Closing the Gap Between Text and Speech Understanding in LLMs
2510.13632v1
cs.CL, cs.AI, eess.AS
2025-10-17
Авторы:
Santiago Cuervo, Skyler Seto, Maureen de Seyssel, Richard He Bai, Zijin Gu, Tatiana Likhomanenko, Navdeep Jaitly, Zakaria Aldeneh
Abstract
Large Language Models (LLMs) can be adapted to extend their text capabilities
to speech inputs. However, these speech-adapted LLMs consistently underperform
their text-based counterparts--and even cascaded pipelines--on language
understanding tasks. We term this shortfall the text-speech understanding gap:
the performance drop observed when a speech-adapted LLM processes spoken inputs
relative to when the original text-based LLM processes the equivalent text.

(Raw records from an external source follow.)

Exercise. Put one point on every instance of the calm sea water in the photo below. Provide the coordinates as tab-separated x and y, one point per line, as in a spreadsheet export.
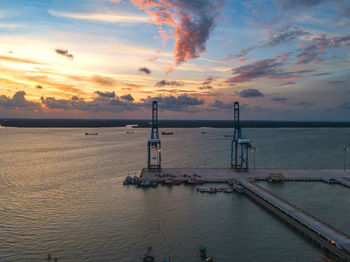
61	192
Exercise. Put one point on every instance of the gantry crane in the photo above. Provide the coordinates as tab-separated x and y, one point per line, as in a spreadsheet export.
154	147
240	146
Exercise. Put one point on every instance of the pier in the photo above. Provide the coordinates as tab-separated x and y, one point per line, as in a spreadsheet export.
327	237
243	180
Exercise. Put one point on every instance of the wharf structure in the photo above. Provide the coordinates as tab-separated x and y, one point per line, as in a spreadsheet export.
243	180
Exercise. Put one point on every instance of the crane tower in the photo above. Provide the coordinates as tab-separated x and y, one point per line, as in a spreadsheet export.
240	146
154	147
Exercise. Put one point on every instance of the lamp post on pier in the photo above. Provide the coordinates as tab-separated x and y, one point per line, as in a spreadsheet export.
346	149
253	149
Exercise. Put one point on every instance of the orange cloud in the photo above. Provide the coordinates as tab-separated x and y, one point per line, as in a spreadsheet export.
18	60
192	22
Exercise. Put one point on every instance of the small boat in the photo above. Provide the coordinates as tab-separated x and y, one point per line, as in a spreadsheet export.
148	183
167	133
91	134
131	180
171	182
127	180
202	251
201	189
212	190
220	189
148	256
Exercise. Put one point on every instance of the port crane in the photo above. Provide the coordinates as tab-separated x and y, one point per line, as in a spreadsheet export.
240	146
154	146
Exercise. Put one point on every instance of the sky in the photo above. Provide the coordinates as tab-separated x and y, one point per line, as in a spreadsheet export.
281	59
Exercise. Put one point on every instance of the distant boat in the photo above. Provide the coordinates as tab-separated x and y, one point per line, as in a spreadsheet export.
148	256
167	133
147	183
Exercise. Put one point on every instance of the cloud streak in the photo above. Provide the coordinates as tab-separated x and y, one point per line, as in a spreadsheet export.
101	17
169	83
64	53
190	23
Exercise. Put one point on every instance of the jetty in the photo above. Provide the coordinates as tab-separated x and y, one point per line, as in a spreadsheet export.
242	179
332	240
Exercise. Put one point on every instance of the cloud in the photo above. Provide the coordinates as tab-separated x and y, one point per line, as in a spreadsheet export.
261	68
313	51
335	82
222	105
127	97
191	23
305	103
145	70
99	104
299	4
181	103
154	58
18	101
18	60
64	53
101	17
251	92
322	74
106	94
287	83
169	83
269	68
103	80
345	106
205	87
285	35
208	80
281	99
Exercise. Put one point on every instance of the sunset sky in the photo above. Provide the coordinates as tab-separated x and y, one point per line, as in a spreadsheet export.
281	59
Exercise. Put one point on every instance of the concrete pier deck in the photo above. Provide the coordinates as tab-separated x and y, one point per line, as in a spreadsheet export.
223	174
336	242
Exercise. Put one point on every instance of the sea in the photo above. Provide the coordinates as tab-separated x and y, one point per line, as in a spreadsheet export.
62	193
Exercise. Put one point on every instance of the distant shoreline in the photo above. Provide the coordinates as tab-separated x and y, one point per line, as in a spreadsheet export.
96	123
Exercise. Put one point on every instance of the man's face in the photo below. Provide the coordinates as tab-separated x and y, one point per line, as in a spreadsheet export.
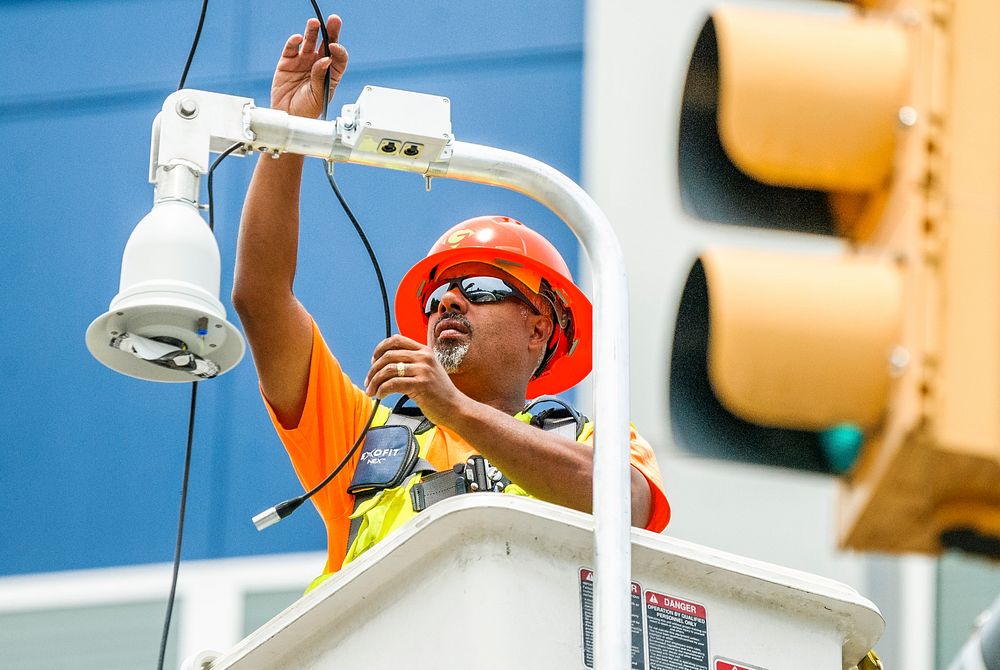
485	338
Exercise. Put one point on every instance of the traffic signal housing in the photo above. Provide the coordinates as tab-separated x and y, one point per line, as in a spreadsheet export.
881	363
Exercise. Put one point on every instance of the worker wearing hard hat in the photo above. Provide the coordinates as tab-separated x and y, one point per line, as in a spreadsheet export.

Recent approaches to narrowing this gap either rely on large-scale speech
synthesis of text corpora, which is costly and heavily dependent on synthetic
data, or on large-scale proprietary speech datasets, which are not
reproducible. As a result, there remains a need for more data-efficient
alternatives for closing the text-speech understanding gap. In this work, we
analyze the gap as driven by two factors: (i) forgetting of text capabilities
during adaptation, and (ii) cross-modal misalignment between speech and text.
Based on this analysis, we introduce SALAD--Sample-efficient Alignment with
Learning through Active selection and cross-modal Distillation--which combines
cross-modal distillation with targeted synthetic data to improve alignment
while mitigating forgetting. Applied to 3B and 7B LLMs, SALAD achieves
competitive performance with a strong open-weight model across broad-domain
benchmarks in knowledge, language understanding, and reasoning, while training
on over an order of magnitude less speech data from public corpora.